The city has begun to position itself as a gastronomy destination, according to Nicola Madden-Greig, group director of marketing and sales for the Courtleigh Hotel Group in Kingston as well as the immediate past president of the Jamaica Hotel and Tourism Association. A website, TasteJamaica.com, is devoted to documenting the flavors of the nation; visitors to the site can explore where to get the best of different types of cuisine, from casual breakfasts to fine dining and everything in between. Tabs highlight new restaurants, hot spots and food events.
Kingston is also promoting its Blue Mountain culinary trail, which highlights traditional food from unique dining spots that can be found among the Blue Mountains surrounding Kingston. Some of the participating members include Crystal Edge Restaurant, River Deck Restaurant and Lounge at the Serendipity Resort and the Gap Cafe.
According to Jamaica's minister of tourism, Edmund Bartlett, approximately 88% of tourism around the world is food-related, so Kingston is looking to capitalize on its local flavor.

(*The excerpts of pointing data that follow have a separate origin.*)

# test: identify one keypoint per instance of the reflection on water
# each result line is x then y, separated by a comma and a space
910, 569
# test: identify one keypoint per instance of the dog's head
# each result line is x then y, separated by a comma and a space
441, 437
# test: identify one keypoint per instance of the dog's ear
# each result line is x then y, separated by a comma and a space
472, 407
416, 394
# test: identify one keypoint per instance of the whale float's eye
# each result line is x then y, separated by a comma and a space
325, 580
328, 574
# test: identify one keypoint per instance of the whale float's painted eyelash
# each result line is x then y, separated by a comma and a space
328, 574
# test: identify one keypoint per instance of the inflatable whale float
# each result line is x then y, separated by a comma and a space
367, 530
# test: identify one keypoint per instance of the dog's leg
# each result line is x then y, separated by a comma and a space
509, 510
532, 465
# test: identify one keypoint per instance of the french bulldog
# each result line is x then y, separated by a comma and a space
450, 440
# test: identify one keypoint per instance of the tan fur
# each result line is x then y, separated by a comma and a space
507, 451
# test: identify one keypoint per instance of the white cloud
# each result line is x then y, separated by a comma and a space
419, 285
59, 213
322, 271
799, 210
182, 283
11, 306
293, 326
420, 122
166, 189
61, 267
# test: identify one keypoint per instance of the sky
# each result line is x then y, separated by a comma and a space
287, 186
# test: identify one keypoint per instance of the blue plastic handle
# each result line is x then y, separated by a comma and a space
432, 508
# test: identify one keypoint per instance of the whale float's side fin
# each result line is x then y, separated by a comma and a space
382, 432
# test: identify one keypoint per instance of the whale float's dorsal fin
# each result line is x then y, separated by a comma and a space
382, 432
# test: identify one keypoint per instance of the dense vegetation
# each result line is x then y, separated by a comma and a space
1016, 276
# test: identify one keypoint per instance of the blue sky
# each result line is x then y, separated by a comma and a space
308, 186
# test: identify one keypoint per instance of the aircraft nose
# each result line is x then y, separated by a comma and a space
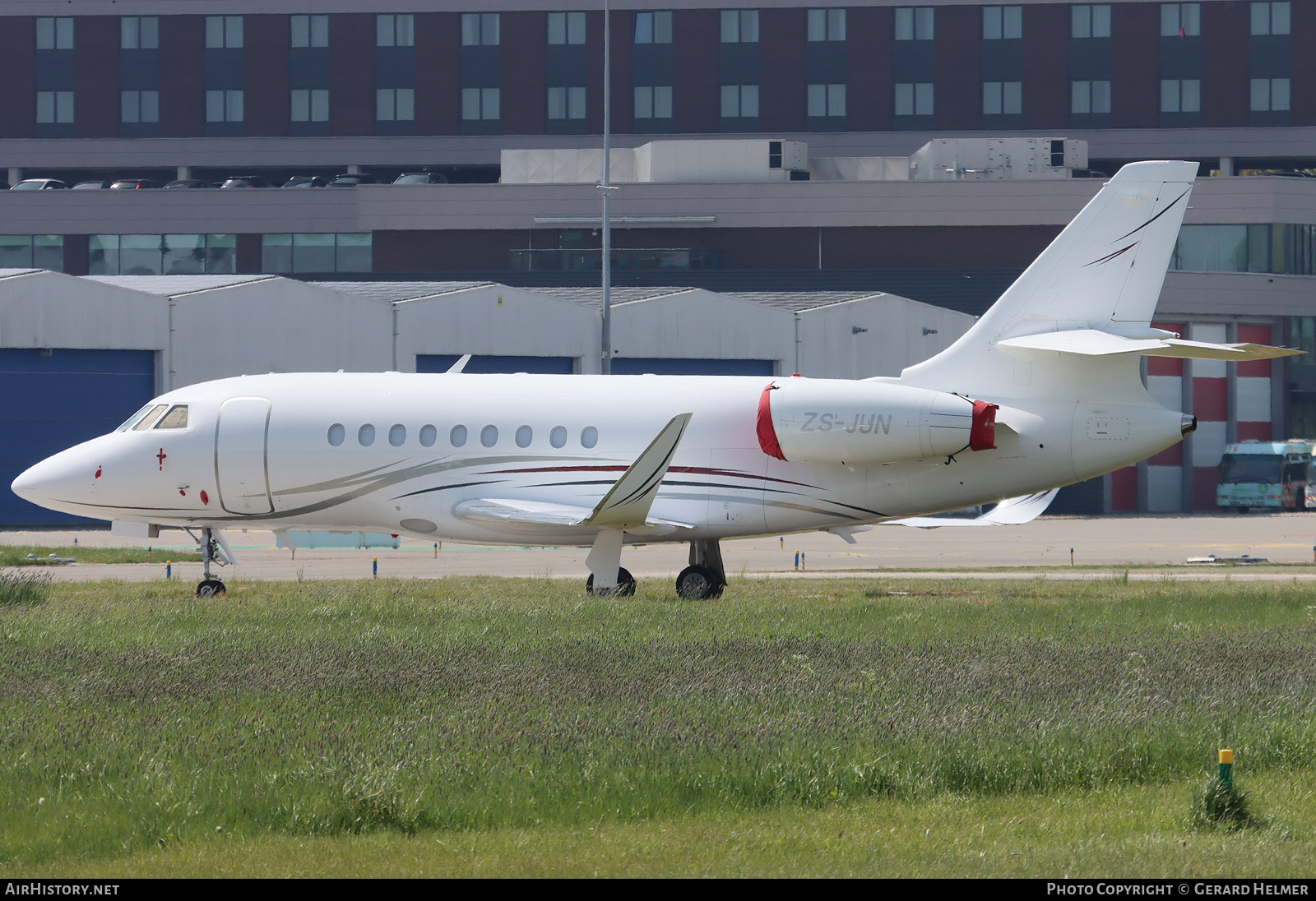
53, 479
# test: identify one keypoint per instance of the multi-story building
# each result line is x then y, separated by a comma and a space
203, 90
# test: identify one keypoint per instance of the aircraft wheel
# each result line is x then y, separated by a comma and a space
210, 589
625, 584
699, 583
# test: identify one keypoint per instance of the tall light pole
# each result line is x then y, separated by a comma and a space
605, 190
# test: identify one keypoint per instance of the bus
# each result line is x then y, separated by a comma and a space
1263, 475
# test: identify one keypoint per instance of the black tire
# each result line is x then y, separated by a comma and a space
699, 583
625, 584
211, 589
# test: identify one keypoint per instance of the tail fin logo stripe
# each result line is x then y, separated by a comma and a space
1110, 256
1155, 217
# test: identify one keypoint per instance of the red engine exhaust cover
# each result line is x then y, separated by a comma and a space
982, 434
767, 433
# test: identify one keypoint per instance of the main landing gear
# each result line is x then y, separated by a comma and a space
210, 585
704, 578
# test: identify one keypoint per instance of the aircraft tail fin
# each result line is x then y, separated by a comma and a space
1103, 273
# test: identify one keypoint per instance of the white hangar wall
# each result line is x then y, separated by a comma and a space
874, 335
247, 326
495, 320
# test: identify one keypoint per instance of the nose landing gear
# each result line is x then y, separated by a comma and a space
210, 585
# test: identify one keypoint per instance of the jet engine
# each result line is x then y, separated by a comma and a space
869, 423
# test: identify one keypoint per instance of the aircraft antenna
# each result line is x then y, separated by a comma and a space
605, 190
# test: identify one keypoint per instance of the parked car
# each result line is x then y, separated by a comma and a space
133, 184
39, 184
247, 182
352, 181
421, 178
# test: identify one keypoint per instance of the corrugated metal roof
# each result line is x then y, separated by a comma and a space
619, 293
175, 286
392, 293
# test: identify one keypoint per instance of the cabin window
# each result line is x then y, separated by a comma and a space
175, 418
145, 423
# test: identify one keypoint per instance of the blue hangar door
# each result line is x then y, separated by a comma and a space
56, 399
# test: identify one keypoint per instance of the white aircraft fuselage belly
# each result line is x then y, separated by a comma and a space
257, 453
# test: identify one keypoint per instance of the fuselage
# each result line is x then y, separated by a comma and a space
405, 453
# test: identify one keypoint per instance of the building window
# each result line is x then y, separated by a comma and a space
740, 102
395, 30
740, 26
1270, 19
311, 105
140, 107
914, 99
311, 30
395, 104
826, 100
54, 33
827, 25
138, 33
1090, 20
480, 103
25, 252
1003, 98
653, 28
1181, 95
54, 107
480, 30
1003, 23
1269, 94
566, 103
223, 105
566, 28
914, 23
316, 253
224, 32
1090, 98
1181, 20
653, 102
162, 254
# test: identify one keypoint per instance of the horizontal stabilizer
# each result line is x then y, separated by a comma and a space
1094, 342
1011, 512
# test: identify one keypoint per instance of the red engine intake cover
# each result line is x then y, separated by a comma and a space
982, 434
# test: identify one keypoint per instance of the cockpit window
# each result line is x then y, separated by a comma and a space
136, 418
149, 418
175, 418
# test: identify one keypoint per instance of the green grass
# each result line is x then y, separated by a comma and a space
137, 723
17, 556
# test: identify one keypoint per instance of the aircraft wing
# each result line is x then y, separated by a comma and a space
625, 506
1011, 512
1094, 342
510, 510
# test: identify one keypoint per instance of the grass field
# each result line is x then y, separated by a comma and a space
498, 727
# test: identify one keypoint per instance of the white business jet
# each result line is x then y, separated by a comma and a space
1041, 392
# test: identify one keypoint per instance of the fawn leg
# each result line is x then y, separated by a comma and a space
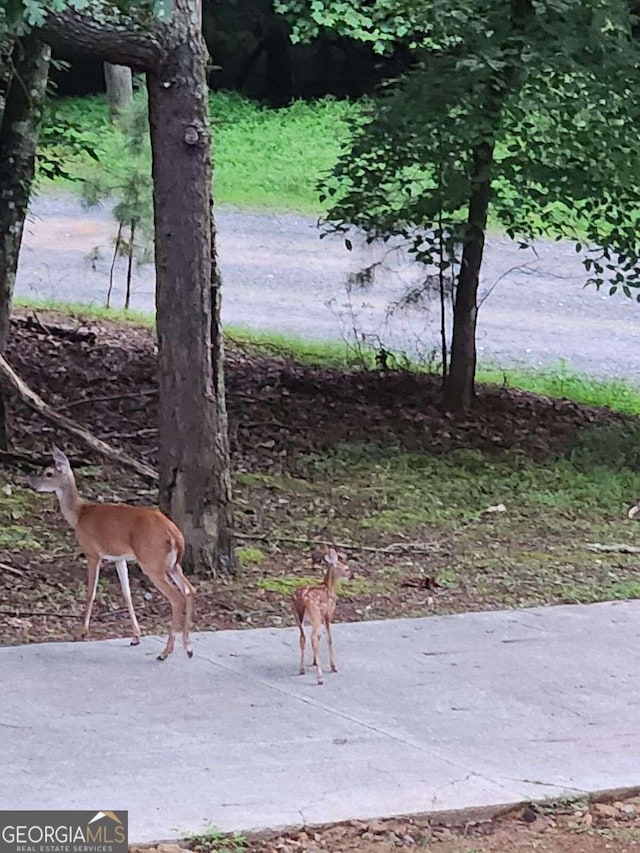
332, 660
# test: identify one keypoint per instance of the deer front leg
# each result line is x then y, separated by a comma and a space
123, 575
93, 566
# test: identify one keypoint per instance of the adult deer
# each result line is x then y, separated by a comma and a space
318, 604
119, 532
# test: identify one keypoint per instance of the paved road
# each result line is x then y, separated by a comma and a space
279, 276
425, 715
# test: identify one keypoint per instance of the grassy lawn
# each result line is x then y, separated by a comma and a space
264, 158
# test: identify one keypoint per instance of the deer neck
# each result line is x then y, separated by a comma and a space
330, 582
70, 503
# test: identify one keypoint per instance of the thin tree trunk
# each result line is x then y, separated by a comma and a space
18, 142
459, 385
132, 237
119, 85
194, 454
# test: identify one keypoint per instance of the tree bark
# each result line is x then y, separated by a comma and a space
195, 478
119, 86
459, 384
194, 454
18, 142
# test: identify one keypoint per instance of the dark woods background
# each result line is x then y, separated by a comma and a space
251, 53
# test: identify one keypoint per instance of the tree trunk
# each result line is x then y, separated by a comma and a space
459, 384
18, 142
119, 86
195, 485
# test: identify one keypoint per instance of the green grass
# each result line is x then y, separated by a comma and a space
78, 311
560, 382
267, 159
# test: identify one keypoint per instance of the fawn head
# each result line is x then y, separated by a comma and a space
338, 564
54, 477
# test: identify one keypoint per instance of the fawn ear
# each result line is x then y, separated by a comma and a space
61, 462
331, 557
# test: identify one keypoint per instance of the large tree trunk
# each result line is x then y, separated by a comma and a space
18, 142
459, 384
195, 485
119, 85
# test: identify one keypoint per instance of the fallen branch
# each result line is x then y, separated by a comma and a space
612, 549
75, 334
36, 403
108, 398
347, 546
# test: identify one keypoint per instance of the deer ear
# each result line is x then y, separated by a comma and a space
60, 460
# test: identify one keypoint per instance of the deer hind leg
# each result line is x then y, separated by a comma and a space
303, 640
315, 619
188, 591
92, 586
332, 660
123, 575
164, 585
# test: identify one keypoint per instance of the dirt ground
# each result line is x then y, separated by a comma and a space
281, 414
555, 827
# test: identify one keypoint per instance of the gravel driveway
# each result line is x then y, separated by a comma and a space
279, 276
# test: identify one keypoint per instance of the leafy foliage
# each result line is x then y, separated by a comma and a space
551, 85
18, 16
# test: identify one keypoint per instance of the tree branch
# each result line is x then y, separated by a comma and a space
97, 445
107, 36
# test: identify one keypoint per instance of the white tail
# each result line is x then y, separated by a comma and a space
119, 533
318, 604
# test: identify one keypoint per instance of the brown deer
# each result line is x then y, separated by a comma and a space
318, 604
118, 532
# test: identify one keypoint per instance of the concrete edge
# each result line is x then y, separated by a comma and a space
449, 817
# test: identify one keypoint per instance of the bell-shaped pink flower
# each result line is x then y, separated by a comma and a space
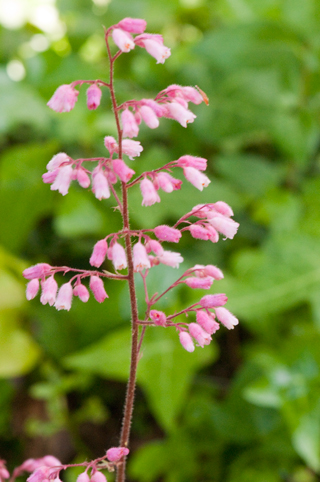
119, 258
165, 233
64, 297
149, 193
97, 288
123, 40
140, 257
82, 292
32, 289
93, 96
226, 318
197, 178
213, 301
204, 283
99, 253
149, 117
63, 180
199, 334
207, 322
37, 271
186, 341
49, 291
133, 25
129, 125
64, 98
158, 317
116, 453
122, 170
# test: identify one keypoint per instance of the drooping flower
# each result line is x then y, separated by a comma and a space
64, 98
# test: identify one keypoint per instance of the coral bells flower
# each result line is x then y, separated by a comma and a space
226, 318
213, 301
64, 298
116, 453
186, 341
158, 317
140, 257
97, 288
64, 98
99, 253
149, 193
165, 233
93, 96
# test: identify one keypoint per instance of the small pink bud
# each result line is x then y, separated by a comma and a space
122, 170
93, 96
213, 301
133, 25
97, 288
202, 337
140, 257
204, 283
123, 40
64, 98
116, 453
82, 292
158, 317
129, 124
149, 193
186, 341
32, 289
165, 233
197, 178
226, 318
99, 253
37, 271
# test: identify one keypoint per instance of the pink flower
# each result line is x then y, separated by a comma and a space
197, 178
202, 337
186, 341
149, 193
119, 258
100, 186
204, 283
192, 161
133, 25
99, 253
63, 180
129, 125
170, 258
165, 233
207, 322
122, 170
131, 148
158, 317
32, 289
64, 98
123, 40
179, 113
82, 292
226, 318
140, 257
64, 298
37, 271
93, 96
116, 453
49, 291
97, 288
213, 301
153, 44
149, 117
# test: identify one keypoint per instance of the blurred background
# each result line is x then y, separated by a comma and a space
247, 407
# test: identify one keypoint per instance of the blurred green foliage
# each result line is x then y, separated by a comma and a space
247, 407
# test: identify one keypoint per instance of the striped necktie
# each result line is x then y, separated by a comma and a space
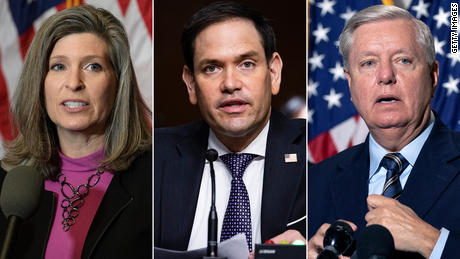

In the meantime, on the horizon next month is Restaurant Week Jamaica, a weeklong event that showcases a wide range of cuisines in restaurants across the island at modified prices.
Similar to cuisine, music is an ingrained part of Jamaica's culture, and Kingston can claim native sons Bob Marley and Peter Tosh and the birthplace of musical forms like ska, dance hall, rocksteady, dub, and, of course, reggae. The city in 2015 was designated a Unesco City of Music.
There are several ways to experience music in Kingston, from the Trench Town Culture Yard, which hosts a small museum that displays the history of Trench Town, to the Bob Marley Museum and studio tour, and the new Peter Tosh Museum and the Jamaica Music Museum.
February in Kingston is Reggae Month, an annual celebration that pays homage to Jamaica's native genre. Recurring weekly on Tuesday, Wednesday and Saturdays at the Bob Marley Museum are lectures and workshops, a concert, and the JARIA Honour Awards.